Northrop Grumman Corp of Redondo Beach, CA, USA has developed a new gallium nitride (GaN) flange-packaged power amplifier targeting military and commercial Ka-band communication applications. The APN180FP represents the first commercial availability of a packaged, GaN-based component from the firm.
“The APN180FP provides customers with a powerful, easy-to-use, high-frequency product that greatly expands the accessibility of monolithic microwave integrated circuits [MMICs],” says Frank Kropschot, general manager of the Microelectronics Products and Services business unit of Northrop Grumman Aerospace Systems. “Initial engineering evaluation sampling of prototypes is underway,” he adds. “Preproduction quantities will be available later this summer.”
The new amplifier is produced in Northrop Grumman’s advanced microelectronics wafer fabrication facility in Manhattan Beach, CA, which has provided large volumes of compound semiconductor products to both military and commercial customers for more than 20 years. “We are targeting the APN180FP for the growing Ka-band satellite communication terminal and the commercial wireless infrastructure markets,” Kropschot says.
The APN180FP is a 0.2mm GaN high-electron-mobility transistor (HEMT) MMIC power amplifier chip mounted in a flange mount package. It operates at 27-31GHz, and is optimized for 29-31GHz.

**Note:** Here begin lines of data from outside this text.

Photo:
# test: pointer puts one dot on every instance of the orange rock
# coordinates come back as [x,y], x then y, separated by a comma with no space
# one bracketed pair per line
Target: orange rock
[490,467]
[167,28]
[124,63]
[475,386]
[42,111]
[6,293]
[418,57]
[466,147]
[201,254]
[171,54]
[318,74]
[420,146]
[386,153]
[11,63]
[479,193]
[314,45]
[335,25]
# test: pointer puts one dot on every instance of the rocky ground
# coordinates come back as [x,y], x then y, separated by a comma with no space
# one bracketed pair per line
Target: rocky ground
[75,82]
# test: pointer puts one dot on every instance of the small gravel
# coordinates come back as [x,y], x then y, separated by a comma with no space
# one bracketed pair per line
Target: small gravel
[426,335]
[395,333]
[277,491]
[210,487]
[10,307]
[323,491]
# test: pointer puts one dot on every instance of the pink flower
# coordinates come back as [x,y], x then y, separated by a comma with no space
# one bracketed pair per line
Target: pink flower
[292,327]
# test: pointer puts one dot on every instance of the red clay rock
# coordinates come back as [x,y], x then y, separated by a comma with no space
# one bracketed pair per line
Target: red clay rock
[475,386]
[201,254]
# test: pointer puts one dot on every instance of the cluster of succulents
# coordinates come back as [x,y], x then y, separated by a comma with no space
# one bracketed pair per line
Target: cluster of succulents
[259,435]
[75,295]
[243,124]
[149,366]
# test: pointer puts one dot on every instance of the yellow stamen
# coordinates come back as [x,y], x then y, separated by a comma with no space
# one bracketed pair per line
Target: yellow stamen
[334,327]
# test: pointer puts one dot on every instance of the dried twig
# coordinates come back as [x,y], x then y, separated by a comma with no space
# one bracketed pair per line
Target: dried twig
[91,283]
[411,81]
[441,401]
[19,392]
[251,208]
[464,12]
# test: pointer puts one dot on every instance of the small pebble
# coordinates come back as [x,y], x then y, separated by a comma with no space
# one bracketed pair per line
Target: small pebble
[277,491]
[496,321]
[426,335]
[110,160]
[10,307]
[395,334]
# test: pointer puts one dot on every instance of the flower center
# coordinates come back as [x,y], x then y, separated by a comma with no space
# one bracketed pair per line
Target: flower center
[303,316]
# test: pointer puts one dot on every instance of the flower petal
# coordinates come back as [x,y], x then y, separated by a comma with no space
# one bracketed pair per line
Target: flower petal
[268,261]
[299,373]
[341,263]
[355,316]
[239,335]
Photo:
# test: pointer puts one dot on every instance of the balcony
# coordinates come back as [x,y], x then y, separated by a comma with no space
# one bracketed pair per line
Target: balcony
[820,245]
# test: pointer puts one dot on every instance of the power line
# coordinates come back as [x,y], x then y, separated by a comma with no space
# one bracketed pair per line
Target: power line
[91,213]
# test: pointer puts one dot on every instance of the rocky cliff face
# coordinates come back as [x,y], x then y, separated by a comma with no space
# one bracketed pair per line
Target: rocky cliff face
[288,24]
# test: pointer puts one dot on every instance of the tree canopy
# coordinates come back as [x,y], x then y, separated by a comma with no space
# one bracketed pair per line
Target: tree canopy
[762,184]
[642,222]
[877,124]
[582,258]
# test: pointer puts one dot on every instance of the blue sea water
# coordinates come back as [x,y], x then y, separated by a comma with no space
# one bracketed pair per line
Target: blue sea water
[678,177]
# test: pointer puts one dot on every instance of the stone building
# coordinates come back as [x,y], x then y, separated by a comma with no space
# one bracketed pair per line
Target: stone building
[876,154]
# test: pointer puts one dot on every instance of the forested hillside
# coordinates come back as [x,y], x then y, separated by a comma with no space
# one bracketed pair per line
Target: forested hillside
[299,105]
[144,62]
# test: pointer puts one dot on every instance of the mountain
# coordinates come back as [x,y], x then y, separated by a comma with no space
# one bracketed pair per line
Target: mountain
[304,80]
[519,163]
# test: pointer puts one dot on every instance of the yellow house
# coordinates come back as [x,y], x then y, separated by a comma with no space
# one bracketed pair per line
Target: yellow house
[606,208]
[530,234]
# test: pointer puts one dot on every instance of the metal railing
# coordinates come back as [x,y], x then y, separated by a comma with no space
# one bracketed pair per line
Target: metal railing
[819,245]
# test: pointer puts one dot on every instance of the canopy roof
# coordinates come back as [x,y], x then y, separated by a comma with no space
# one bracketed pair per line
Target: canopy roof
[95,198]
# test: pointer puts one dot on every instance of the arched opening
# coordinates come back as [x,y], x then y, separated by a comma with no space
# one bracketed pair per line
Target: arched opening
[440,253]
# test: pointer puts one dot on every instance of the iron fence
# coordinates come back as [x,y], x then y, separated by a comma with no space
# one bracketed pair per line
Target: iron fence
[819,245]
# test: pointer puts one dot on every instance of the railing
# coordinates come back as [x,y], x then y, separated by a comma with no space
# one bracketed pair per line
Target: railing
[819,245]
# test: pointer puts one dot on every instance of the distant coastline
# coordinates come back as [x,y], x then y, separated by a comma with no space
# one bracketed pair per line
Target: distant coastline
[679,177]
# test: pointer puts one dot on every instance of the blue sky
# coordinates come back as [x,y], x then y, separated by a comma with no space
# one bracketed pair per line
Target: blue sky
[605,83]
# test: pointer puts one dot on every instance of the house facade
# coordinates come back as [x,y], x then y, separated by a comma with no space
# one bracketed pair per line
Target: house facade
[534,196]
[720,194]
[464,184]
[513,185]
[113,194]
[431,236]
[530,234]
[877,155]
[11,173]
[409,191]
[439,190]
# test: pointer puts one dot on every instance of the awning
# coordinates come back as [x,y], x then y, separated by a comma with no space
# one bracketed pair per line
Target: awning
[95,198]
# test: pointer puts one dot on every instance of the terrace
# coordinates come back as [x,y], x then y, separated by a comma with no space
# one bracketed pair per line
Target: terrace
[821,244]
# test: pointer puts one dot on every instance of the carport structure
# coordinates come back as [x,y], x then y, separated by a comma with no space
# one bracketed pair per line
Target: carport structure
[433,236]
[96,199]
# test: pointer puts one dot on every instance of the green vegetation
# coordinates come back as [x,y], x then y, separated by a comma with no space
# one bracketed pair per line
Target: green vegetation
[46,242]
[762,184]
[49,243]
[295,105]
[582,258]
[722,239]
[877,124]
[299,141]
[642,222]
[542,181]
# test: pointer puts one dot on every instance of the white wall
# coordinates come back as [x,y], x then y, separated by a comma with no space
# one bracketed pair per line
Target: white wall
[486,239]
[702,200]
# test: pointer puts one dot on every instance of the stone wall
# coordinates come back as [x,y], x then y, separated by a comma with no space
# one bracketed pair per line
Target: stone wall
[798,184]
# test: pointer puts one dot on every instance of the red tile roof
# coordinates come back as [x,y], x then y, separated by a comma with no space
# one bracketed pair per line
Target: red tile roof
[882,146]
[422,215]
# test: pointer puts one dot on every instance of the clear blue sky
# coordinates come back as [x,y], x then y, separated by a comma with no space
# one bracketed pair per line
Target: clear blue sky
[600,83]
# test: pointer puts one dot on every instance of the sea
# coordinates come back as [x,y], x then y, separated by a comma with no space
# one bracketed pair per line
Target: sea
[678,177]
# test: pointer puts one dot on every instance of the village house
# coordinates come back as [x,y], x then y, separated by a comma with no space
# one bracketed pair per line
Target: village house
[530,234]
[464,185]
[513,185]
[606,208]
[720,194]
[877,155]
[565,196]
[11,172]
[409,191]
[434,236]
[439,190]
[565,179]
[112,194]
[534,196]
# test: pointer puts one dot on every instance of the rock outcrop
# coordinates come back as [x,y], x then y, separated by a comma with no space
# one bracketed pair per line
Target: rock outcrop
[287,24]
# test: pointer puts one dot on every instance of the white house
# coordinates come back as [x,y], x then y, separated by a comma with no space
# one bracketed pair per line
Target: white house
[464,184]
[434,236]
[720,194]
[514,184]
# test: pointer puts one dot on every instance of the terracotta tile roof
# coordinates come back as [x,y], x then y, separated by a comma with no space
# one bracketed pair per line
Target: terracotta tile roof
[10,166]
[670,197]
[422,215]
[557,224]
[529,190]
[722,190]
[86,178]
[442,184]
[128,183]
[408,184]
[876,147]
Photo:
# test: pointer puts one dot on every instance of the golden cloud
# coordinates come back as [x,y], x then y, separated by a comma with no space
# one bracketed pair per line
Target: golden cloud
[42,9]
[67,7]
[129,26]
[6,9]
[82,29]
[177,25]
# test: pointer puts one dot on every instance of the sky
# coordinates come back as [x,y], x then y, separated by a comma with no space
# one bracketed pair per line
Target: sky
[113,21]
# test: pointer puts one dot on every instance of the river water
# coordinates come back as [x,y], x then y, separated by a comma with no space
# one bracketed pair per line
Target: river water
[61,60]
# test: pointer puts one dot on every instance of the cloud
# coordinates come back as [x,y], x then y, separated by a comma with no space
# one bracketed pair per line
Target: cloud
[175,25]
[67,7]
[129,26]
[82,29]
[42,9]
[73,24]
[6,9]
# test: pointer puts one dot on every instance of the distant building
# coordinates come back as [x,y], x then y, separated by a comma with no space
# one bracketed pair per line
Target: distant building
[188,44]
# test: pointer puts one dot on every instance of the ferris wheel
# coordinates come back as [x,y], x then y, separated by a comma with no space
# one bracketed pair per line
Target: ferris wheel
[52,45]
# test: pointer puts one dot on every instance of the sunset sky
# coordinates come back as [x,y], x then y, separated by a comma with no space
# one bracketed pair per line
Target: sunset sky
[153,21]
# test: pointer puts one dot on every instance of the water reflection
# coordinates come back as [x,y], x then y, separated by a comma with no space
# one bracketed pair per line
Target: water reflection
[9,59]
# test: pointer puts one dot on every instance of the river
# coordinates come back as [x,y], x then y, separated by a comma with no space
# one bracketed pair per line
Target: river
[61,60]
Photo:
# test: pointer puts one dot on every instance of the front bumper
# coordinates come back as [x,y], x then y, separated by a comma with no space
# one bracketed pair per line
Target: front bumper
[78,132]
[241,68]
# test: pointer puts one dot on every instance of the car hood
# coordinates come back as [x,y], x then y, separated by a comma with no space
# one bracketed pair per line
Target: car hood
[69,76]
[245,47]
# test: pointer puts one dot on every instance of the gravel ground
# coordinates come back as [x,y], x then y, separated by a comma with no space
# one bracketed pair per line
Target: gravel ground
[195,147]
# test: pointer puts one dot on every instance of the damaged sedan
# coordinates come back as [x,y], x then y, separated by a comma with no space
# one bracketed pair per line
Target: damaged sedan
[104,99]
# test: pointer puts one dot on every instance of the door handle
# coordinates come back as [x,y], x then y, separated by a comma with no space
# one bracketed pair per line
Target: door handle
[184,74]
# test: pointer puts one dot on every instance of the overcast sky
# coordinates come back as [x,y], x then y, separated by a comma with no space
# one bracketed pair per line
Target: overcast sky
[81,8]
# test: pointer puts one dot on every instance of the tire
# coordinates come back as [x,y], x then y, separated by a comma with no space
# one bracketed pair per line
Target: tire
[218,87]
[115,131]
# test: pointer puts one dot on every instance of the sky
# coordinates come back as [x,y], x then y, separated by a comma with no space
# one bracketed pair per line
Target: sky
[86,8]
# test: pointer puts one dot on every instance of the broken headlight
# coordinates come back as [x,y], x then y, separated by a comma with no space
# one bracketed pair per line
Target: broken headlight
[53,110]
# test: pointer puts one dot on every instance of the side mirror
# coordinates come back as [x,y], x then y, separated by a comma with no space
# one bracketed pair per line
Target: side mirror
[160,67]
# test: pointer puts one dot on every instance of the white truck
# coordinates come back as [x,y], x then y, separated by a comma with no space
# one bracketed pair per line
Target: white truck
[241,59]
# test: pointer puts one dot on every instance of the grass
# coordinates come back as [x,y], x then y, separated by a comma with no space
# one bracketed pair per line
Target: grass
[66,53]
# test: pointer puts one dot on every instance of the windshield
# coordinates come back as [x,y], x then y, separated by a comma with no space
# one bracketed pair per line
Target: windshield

The power amplifier operates with a drain voltage of +28V and provides 21dB of linear gain, +37dBm (5.0W) of output power at 1dB gain compression, and +39dBm (8W) in saturation with power-added efficiency (PAE) of 26% at mid-band. For less-demanding applications, the APN180FP can be operated from a drain voltage as low as +20V while still producing +37dBm (5W) of saturated output power.
“This new product is a follow-on to the GaN MMICs we released in November 2012, and is the first of several package and module products we plan to introduce during the next few months,” Kropschot says.
The new power amplifier is based on MMICs using Northrop Grumman’s 0.2μm GaN HEMT process developed partially under the US Defense Advanced Research Projects Agency’s Wide Band Gap Semiconductors for Radio Frequency program, which was the first of several key GaN technology development contracts awarded to Northrop Grumman beginning in 2002.